Un musicien d’esprit – il y en a – me contait un jour qu'il venait de visiter l'atelier d'un peintre symboliste, qui doit avoir du talent puisqu'il est de l'Institut, mais qui, en tous les cas, se plait fort à composer des tableaux hiéroglyphiques dont il n'est pas toujours très facile de saisir le sens : « Mon Dieu, me disait mon musicien, non sans malice, tout d'abord on ne comprend pas grand'chose à toutes ces peintures, mais l'auteur vous les explique avec beaucoup de bonne grâce. »

Peut-être se trouverait-on dans un même embarras en face du poème du Mage, si M. Jean Richepin n'avait pris la précaution de faire distribuer aux spectateurs des notes explicatives qui sont d'une grande utilité pour démêler tous les fils d'une intrigue assez compliquée.

Nous pouvons donc vous dire que le guerrier Zoroastre, que M. Richepin appelle Zarastra pour les besoins de l'euphonie musicale, vient, au lever du rideau, de remporter une grande victoire sur les Touraniens, les ennemis séculaires de l'Iran. Voici son camp, le butin et tous les prisonniers qu'il a faits. Il va rentrer en triomphateur à Bakhdi, capitale de la Bactriane, où l'attend le roi pour le féliciter. Les prisonniers chantent, en attendant le jour, des chants langoureux de leur pays :

Par les monts, par les vaux,
Pour trouver des cieux nouveaux.
Au roulis des chevaux
La tribu passe.
Où va-t-elle en rêvant ?
Où s'en va la poudre au vent.
Mais toujours de l'avant,
Et vers l'espace !

Réveil du camp et arrivée de Varedha, prêtresse de la Djahi (Déesse de la volupté) qui vient tout simplement déclarer à Zarastra qu'elle est follement éprise de lui et déploie toutes ses séductions pour conquérir ce conquérant. Varedha est belle assurément, mais Zarastra est possédé d'un autre amour et repousse avec indignation les propositions libertines de Varedha. Celle qu'il aime, c'est Anahita, la reine des Touraniens, sa captive. Il se prosterne à ses genoux et lui jure fidélité éternelle. Mais Amrou, grand prêtre des Dévas,

Dieux de la ruse et des ombres, 

Amrou, père de Varedha, ne veut pas que sa fille soit malheureuse ; il saura ramener vers elle l'amant qui la dédaigne.

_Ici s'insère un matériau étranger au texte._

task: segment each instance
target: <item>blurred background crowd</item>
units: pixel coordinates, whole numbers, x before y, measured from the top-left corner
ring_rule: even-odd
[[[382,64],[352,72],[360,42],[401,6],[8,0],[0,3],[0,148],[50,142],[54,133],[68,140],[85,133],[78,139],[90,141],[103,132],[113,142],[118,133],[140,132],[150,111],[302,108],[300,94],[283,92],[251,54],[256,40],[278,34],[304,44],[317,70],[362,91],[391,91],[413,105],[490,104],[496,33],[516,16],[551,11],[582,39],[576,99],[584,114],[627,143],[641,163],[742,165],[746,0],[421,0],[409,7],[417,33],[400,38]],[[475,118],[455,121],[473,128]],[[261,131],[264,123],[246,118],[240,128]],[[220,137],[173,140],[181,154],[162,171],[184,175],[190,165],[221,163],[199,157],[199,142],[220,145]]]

Arrêtons-nous sur ce premier tableau, qui a été particulièrement favorable au musicien. Nous ne le trouverons plus par la suite en aussi heureuse veine. C'est qu'ici, M. Massenet se trouve bien dans la sphère naturelle à son talent. Il excelle à donner aux mélodies ce tour mièvre et gracieusement maladif qui convient aux amoureuses langueurs ; et cette fois encore, il n'a pas manqué de trouver dans son sac, pour peindre la passion naissante d'Anahita et de son vainqueur, de ces phrases d'un charme enveloppant qui ont fait le meilleur de sa réputation. Il a donc écrit là un duo qui ne déparera certes d'aucune façon la collection de ceux que nous lui devons déjà dans la même manière délicate et tendre. II a naturellement prêté à Varedha, la servante des voluptés, des accents plus tourmentés et plus troublants; ce n'est plus l'amour pur et chaste d'Anahita. La nuance a été très bien saisie et rendue par le musicien. Le chant des prisonniers touraniens a beaucoup de couleur dans sa tristesse et l'invocation d'Ararou aux dieux Dévas ne manque pas d'ampleur. Voilà donc un premier tableau complet, qui posait bien l'œuvre dès le début et nous donnait l'espoir d'une véritable série d'enchantements. Quelques solides qualités qu'on puisse reconnaître au reste de la partition, il faut cependant reconnaître que cet espoir a été légèrement déçu.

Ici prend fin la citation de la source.